I'm having so much fun doing a play, I mean a non-musical. It occurred to me today that it's been waaay too long. I actually had to stop and think about the last play I did and realized that it was "Caesar & Cleopatra" , Newton's final show at Shaw in 2002. Since then it's been musical after musical, "Rocky Horror...(see profile photo)", "Best Little Whorehouse", "Oh, Coward", "Beauty & The Beast" ....on and on. To arrive at the theatre for rehearsal, knowing that I don't have to sing a note, thrills me. Of course, the thrill is short lived since the run of "Dial M..." is too, but I will cherish every second.

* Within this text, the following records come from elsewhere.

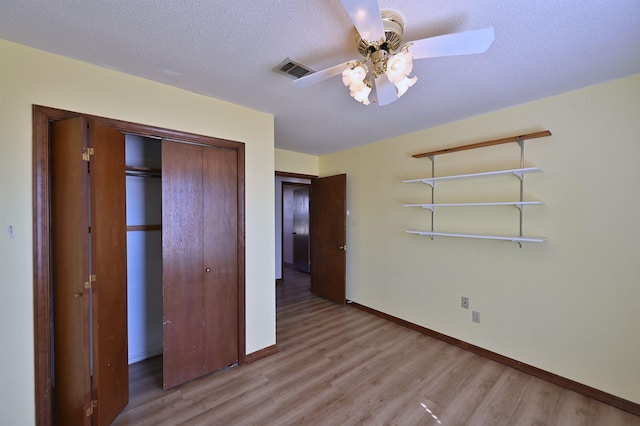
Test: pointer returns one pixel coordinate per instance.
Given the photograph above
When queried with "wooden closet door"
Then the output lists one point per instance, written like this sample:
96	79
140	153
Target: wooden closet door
200	270
70	269
182	245
89	240
220	228
109	265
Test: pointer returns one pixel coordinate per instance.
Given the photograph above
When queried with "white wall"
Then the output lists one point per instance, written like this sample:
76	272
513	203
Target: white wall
568	306
28	77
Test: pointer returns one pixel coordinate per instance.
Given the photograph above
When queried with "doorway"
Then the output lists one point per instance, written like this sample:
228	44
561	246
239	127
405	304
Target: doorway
42	224
296	238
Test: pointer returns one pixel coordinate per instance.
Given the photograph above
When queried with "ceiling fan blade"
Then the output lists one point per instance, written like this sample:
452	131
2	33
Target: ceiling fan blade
321	75
385	90
365	15
465	43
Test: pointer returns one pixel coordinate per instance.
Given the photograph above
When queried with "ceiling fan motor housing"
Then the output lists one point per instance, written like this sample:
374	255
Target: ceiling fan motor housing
393	28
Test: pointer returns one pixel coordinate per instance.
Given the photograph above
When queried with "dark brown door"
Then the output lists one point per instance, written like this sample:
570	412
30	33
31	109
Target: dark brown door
301	229
89	272
199	217
328	237
109	265
70	270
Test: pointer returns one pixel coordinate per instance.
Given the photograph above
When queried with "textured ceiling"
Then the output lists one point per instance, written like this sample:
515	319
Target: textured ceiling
228	50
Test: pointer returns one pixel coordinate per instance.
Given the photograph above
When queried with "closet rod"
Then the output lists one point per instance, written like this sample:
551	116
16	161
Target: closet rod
535	135
143	171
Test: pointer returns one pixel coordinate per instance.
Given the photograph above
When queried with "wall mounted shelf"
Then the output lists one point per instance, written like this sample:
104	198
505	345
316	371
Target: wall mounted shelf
515	239
495	203
518	172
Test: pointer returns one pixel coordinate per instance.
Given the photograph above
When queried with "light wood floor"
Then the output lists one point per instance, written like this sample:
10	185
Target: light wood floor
338	365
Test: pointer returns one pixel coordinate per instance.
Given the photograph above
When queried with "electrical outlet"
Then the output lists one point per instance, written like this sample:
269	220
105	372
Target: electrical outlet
464	302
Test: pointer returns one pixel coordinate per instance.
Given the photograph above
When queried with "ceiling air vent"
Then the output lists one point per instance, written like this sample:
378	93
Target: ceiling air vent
292	68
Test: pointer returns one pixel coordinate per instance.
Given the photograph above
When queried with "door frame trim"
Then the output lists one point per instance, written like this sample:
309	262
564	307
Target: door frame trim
42	312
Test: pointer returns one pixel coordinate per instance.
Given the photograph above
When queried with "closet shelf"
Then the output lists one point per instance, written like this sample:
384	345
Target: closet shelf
515	239
143	171
518	172
518	204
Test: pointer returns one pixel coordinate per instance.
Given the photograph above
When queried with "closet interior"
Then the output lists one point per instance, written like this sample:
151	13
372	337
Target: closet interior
143	157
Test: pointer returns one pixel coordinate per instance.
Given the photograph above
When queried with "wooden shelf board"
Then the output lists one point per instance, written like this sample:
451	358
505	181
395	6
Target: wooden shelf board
534	135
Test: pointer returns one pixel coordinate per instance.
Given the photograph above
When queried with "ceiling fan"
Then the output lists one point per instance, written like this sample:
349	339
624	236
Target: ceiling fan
387	62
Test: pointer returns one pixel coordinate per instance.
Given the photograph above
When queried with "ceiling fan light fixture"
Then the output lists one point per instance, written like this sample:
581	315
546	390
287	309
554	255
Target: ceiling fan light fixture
404	84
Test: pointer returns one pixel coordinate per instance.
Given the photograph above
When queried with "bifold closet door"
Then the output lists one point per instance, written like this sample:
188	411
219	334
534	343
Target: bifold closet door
199	250
89	272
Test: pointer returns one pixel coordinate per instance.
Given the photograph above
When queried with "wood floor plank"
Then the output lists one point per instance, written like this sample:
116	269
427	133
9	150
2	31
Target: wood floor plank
337	365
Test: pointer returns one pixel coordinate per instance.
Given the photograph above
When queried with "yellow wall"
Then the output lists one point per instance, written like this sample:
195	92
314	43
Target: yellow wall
568	306
29	76
295	162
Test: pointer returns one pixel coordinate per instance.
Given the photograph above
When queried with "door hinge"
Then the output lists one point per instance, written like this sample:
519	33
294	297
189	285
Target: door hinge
88	284
87	153
93	404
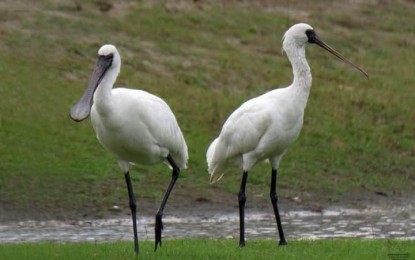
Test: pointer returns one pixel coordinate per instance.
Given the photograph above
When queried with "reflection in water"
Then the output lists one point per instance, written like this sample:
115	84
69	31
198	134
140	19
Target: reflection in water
332	223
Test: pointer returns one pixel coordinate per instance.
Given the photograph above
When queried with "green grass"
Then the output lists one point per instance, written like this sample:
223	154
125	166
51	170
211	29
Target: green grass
204	60
215	249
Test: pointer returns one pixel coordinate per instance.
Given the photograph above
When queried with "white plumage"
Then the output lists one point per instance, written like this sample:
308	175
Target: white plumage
141	130
264	127
134	125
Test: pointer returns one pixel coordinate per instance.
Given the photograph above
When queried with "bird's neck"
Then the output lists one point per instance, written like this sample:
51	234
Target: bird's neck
103	94
301	71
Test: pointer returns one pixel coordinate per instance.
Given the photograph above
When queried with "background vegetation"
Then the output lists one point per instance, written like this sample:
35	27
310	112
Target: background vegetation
204	58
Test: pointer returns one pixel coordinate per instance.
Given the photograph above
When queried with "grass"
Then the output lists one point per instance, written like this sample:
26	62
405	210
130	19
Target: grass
215	249
204	59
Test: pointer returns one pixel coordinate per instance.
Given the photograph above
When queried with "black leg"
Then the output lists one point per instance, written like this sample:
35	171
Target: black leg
159	215
274	200
133	208
242	200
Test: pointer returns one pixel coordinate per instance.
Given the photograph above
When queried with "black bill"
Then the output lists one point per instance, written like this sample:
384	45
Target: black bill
81	110
313	38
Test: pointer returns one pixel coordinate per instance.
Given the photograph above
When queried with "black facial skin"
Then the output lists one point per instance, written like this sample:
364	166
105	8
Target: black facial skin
313	38
311	35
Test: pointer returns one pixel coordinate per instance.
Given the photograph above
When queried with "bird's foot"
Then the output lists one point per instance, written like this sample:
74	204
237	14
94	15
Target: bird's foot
158	229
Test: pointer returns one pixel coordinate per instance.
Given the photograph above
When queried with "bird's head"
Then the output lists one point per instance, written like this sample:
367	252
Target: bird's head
299	35
108	60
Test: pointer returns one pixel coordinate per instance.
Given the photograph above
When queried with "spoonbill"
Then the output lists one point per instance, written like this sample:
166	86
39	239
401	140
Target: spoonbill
134	126
264	127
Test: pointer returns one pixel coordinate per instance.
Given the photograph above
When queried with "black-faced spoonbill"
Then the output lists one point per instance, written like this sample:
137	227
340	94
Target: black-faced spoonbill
134	125
264	127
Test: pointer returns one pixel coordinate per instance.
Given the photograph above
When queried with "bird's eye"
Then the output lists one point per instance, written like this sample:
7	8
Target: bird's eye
311	35
109	56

We did another run thru today. I think we're in great shape, and our director seems to think so too. I'm at that stage where I'm trying to let go, trusting that all that we've talked about is in place...just letting it happen rather than MAKING it happen, rather than ACTING!! My scene with James today was full of wonderful surprises, for and from both of us.

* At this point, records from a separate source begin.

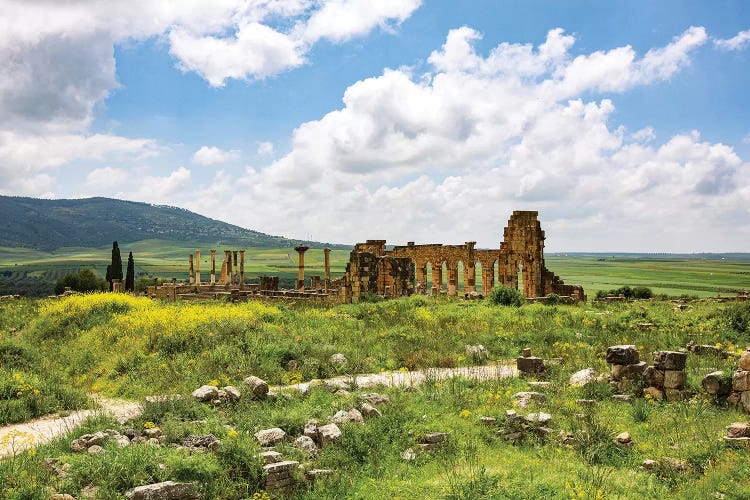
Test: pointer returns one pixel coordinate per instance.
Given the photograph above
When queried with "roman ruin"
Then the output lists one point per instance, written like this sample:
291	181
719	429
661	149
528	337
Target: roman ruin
397	272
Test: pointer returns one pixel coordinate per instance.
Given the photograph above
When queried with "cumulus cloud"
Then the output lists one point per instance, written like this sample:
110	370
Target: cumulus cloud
737	42
211	155
448	155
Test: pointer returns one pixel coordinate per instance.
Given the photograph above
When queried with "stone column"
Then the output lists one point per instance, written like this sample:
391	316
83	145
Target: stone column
437	278
470	277
197	267
452	279
301	266
327	267
213	267
236	278
242	268
228	257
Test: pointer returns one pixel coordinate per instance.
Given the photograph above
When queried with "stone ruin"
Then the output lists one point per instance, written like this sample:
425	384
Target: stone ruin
398	272
402	270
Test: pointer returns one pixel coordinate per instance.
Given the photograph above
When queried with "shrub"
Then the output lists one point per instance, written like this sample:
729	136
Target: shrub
502	296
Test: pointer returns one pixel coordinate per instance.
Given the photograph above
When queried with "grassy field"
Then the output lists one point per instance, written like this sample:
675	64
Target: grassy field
125	346
156	258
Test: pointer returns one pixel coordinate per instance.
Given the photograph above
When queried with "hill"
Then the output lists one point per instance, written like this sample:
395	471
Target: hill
94	222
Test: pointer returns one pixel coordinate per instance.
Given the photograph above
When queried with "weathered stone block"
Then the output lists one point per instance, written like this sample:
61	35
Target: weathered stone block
530	364
670	360
674	379
653	376
716	384
741	380
622	355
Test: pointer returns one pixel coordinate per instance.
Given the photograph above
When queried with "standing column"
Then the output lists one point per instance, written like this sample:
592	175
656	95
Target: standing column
235	276
213	267
228	257
197	267
242	268
301	266
190	261
327	267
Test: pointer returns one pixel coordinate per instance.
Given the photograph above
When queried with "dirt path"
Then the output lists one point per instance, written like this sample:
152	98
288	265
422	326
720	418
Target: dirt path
17	437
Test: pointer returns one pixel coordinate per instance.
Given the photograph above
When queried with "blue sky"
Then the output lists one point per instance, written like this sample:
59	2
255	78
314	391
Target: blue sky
624	123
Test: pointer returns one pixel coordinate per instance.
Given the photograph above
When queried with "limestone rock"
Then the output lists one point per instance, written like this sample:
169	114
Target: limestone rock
738	429
741	380
654	392
674	379
352	415
307	445
232	393
653	376
622	355
269	437
258	386
168	490
745	360
329	434
670	360
370	411
583	377
206	393
715	383
530	364
338	360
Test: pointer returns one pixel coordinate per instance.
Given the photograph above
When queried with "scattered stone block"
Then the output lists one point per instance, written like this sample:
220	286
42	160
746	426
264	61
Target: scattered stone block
167	490
670	360
583	377
530	364
329	433
269	437
716	384
258	386
674	379
622	355
741	380
206	393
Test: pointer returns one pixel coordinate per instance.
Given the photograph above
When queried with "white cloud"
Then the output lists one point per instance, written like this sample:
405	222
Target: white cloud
265	148
737	42
211	155
449	155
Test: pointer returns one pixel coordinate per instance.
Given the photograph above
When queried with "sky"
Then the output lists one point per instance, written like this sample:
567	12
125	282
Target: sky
624	123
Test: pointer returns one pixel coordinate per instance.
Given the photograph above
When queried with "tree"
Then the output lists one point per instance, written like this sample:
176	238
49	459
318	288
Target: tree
130	275
115	271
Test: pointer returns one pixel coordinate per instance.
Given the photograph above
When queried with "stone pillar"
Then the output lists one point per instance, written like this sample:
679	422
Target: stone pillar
213	267
452	279
228	257
470	277
437	277
197	267
421	271
242	268
327	267
236	278
301	266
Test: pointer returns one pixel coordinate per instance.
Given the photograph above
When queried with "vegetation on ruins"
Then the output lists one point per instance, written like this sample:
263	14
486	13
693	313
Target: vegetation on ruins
120	345
85	280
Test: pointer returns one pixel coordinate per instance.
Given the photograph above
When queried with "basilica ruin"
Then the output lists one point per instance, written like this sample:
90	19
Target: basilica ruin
373	269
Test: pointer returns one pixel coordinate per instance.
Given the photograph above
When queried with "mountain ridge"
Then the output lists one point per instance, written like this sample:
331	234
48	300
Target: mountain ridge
46	224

The strangulation scene with Deb is also starting to feel great. We are both very comfortable with each other and our moves and are totally trusting of each other. Everyone keeps telling us that it looks very real and is a bit uncomfortable to watch. EXCELLENT! Now we're just trying to make sure to time everything with the music for maximum effect. I need to remember to breathe !!!! I get so caught up in the scene, and making grunting noises as though I'm putting a great deal of effort into strangling her. Then, when she stabs me, it's just such an automatic reaction to hold my breath. None of this, in itself is bad, but I need to lie dead on the stage during the scene as it continues for the next 5 or 6 minutes, and it just won't do to have my chest heaving because I've been holding my breath. Oh, and I also need to practice keeping my eyes open. (yah, I'm in acting for that glamour) The script makes mention of "...those horrible, staring eyes.." so there I am, contacts slowly adhering to my eyeballs, focusing on NOT blinking. This especially difficult when James comes to roll me over and start searching my pockets.
The things I won't do to tell you people a good story.